A Matter of Heart (Fate, #2)

“You do,” I cut in. “You absolutely have a say.”


“Nobody truly has a say in someone else’s emotions. Well, except an Emotional . . . But you know what I mean.” His smile is faint. “What I’m trying to say is that, while it was Kellan’s choice to exile himself from you, I actively encouraged it.”

You’d think this would upset me, but it doesn’t, because I know Jonah is not capable of being malicious towards either me or his brother.

“And,” he continues, “I’ve always known what this has done to him. But he’s done it, because he’s altruistic and because he loves me, and I’ve let him because I’m a selfish bastard.”

“No.” I reach over to touch his face, but he gently grabs my hand before I can make contact.

“Yes. I am. But I had an epiphany recently, and even if it kills me to do so, I’m going to back off and let things fall where they may.”

I don’t understand. . .?

“What I mean,” he says, sighing as he places my hand down next to me, “is that I will no longer encourage my brother to stay away from you.” Just as my panic hits the top and spills over the Chloe Terror Meter, he adds, “That’s not to say that I’m encouraging you two to go off and get married or even . . . do anything like you did in that cave . . . but, there has to be some kind of halfway point we can all meet at. Because I miss him and hate knowing that I’m destroying him like I’ve been doing—”

“You would never do that—” I start, but he waves me off.

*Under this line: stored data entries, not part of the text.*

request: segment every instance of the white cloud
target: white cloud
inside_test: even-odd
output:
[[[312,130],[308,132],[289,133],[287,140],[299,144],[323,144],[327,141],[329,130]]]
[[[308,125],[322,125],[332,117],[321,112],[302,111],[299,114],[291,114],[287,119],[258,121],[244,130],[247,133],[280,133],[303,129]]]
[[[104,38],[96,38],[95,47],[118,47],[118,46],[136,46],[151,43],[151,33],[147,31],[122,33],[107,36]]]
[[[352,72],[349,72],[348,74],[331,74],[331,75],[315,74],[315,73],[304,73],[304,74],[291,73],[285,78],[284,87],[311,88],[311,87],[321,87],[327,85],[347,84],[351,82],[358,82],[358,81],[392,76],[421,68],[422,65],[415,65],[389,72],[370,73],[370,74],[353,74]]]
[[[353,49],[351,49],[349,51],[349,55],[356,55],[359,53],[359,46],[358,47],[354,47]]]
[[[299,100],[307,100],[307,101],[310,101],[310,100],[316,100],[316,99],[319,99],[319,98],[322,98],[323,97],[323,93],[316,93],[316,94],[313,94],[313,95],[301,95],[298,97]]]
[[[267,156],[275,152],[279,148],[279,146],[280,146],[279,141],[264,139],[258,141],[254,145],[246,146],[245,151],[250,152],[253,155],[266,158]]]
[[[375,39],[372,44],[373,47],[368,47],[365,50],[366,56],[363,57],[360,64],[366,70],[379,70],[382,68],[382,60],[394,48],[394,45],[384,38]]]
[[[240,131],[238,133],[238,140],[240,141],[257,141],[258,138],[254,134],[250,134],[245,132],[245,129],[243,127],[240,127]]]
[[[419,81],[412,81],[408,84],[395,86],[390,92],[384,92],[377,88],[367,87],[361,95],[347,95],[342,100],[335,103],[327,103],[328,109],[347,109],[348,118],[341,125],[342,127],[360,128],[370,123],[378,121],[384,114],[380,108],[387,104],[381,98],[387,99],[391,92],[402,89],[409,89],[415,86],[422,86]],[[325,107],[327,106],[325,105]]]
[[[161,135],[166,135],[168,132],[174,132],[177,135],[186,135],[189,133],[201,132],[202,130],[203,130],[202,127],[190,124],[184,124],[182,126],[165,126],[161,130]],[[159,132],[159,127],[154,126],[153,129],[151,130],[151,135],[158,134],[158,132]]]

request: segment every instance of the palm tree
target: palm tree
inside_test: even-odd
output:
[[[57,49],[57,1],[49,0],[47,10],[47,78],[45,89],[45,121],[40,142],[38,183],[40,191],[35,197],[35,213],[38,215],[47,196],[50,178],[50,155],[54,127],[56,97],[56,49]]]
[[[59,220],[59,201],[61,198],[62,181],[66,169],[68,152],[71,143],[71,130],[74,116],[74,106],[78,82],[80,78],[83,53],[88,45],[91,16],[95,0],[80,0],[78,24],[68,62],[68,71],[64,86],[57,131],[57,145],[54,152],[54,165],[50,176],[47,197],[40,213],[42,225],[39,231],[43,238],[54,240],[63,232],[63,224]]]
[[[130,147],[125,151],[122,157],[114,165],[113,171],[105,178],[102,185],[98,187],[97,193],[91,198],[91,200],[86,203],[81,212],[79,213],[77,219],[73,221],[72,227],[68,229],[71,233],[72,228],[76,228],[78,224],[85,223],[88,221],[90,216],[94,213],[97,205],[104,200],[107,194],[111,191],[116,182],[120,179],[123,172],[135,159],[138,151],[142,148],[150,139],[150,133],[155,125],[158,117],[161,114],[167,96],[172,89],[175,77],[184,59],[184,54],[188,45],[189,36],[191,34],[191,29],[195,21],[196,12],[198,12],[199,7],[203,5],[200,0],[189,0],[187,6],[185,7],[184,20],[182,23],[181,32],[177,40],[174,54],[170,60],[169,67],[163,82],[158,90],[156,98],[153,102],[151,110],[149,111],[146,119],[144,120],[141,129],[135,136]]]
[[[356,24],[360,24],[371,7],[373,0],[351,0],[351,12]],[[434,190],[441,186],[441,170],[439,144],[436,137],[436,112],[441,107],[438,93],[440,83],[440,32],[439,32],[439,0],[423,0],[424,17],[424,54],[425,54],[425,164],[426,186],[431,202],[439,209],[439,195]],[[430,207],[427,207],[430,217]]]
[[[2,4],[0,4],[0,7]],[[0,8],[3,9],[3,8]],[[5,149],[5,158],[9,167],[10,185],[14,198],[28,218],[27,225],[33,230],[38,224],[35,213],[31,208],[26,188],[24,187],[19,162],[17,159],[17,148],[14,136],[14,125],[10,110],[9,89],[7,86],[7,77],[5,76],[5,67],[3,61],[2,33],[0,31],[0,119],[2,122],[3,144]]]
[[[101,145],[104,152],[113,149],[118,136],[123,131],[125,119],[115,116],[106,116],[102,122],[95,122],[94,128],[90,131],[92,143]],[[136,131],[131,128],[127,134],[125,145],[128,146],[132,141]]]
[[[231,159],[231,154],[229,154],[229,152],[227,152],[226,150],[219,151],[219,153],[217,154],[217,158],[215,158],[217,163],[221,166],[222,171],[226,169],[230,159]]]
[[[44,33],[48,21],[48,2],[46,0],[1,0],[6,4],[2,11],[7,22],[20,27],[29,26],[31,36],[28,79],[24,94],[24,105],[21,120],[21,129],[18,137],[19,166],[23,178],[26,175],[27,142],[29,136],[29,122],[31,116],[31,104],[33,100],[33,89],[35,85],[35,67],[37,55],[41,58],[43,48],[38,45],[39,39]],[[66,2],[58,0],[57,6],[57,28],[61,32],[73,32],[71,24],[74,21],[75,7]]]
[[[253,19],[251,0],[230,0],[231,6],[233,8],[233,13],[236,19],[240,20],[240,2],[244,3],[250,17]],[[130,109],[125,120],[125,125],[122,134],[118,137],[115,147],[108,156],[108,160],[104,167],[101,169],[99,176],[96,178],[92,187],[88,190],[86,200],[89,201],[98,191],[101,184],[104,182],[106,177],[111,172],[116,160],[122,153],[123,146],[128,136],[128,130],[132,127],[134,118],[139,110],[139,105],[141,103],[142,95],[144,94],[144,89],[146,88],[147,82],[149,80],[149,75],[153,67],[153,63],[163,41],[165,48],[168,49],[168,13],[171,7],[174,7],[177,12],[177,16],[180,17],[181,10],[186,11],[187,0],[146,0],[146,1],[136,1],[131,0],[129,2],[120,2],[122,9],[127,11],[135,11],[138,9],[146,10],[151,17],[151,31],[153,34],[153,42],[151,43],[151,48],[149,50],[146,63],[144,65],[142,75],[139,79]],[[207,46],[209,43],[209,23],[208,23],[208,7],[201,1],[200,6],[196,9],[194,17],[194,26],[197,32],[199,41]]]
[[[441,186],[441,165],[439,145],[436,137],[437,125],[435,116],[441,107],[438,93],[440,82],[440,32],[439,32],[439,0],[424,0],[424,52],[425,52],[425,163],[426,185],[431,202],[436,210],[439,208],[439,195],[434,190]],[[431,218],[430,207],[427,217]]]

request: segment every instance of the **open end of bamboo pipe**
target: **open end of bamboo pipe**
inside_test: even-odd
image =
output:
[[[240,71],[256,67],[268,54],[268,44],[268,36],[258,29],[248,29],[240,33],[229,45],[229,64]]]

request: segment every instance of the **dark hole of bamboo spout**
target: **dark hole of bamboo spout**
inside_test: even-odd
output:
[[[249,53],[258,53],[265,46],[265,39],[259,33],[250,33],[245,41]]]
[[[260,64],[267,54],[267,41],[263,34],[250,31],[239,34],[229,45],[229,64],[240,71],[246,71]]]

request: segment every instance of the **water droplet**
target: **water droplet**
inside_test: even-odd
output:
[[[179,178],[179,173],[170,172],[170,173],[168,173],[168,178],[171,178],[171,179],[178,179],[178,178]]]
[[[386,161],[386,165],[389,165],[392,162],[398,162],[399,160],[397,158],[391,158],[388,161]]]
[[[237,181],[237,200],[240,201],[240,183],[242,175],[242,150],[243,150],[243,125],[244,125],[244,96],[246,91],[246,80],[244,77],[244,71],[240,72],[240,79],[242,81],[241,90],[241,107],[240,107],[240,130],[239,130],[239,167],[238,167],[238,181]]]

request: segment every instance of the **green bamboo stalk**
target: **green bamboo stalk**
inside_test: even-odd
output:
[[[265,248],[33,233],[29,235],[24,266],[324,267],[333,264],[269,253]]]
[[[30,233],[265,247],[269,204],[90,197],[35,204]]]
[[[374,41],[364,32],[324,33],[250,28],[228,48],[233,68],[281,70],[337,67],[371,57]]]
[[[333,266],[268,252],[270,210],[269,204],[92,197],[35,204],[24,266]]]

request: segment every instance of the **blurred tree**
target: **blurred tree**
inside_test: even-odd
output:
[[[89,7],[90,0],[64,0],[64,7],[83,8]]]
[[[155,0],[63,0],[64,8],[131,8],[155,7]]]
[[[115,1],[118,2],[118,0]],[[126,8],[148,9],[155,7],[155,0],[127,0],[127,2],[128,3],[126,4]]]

“Yes, I did. I’ve fully known every last misery he’s been going through. People with Connections are not meant to deny themselves of their significant others.”

“He’s not my—”

“You know what I mean. The fact that he’s been able to go this long is, frankly, astounding, and a testament to how much he loves us both. But having no contact with one another hasn’t done either of you any good. So what I’m suggesting, I guess, is that maybe you two can be . . . friends?”

I dumbly repeat back, “Friends?”

“Yes,” he says quietly. “Friends. Not friends with benefits, you know, because I have my limits, but . . . friends . . . who are there for one another. Who are actively involved in each other’s lives.” He studies me intently. “What do you think? Is this maybe an acceptable alternative?”

I search his face. As much as I love him, and as well as I know him, sometimes his face is so guarded that it’s difficult to tell if he’s serious. “Is this what you want?”

“What I want is for you to only have a Connection to me. But since I can’t have that, I suppose this is something I can live with.”

I am so selfish, so incredibly selfish, because I tell him after a long moment, “As long as you’re okay with it, then yes.”

There’s a knock on the door and Jonah rolls off the bed. My Jell-o has arrived, three cups of it. When the orderly leaves, Jonah flips over the table leaf that goes over the bed and peels off the lids. In a very neutral, carefully controlled voice, he says, “There are some things you ought to know about Kellan nowadays.”

A cup is handed over, along with a spoon. Thanks to the sickening mixture of guilt and unease at the pit of my stomach, I don’t know if I can even get this Jell-o down, which is absurd since I fantasized about food for nearly a week. But I take a bite anyway, mostly because it appears Jonah’s going to make sure I get something in me, even if it’s cherry flavored gelatin. “Um, okay?”

He scratches the side of his neck. “Obviously, you’ve heard the gossip on my brother.”

Another spoonful gets shoved into my mouth. I swallow slowly, debating how to answer that. Yes means I’ve been seeking out gossip on Kellan and thereby, cheating on—no, not cheating, but thinking? About another guy, other than my fiancé? And no would be an obvious lie, because, well . . . why wouldn’t I be seeking out gossip on my other Connection? So, I end up with a carefully selected, “Uh . . .”

“He’s popular,” Jonah continues clinically. “And very social.”

Caleb murmurs, Is that how they’re phrasing it nowadays?

I choke on my bite of Jell-o.

Jonah keeps on going. “He dates. A lot. You should know that, Chloe. The gossip on him isn’t wrong about that.”

More choking. How is it possible to choke on Jell-o? Jonah ends up having to smack me on the back a few times before I manage another classy, “Uh . . .?”

“And he’s reckless. He and his friends,”—this is said most derisively, like Jonah couldn’t imagine anyone worthy of the title—“do incredibly stupid things, like skydiving while seeing who call pull the cord at the very last moment without breaking every bone in their body. Which they come perilously close to doing, far too often. I’ve been in this hospital with him and his broken bones more than you can imagine. I’m sorry for not letting you know beforehand, but he made it clear it wasn’t any of your business.”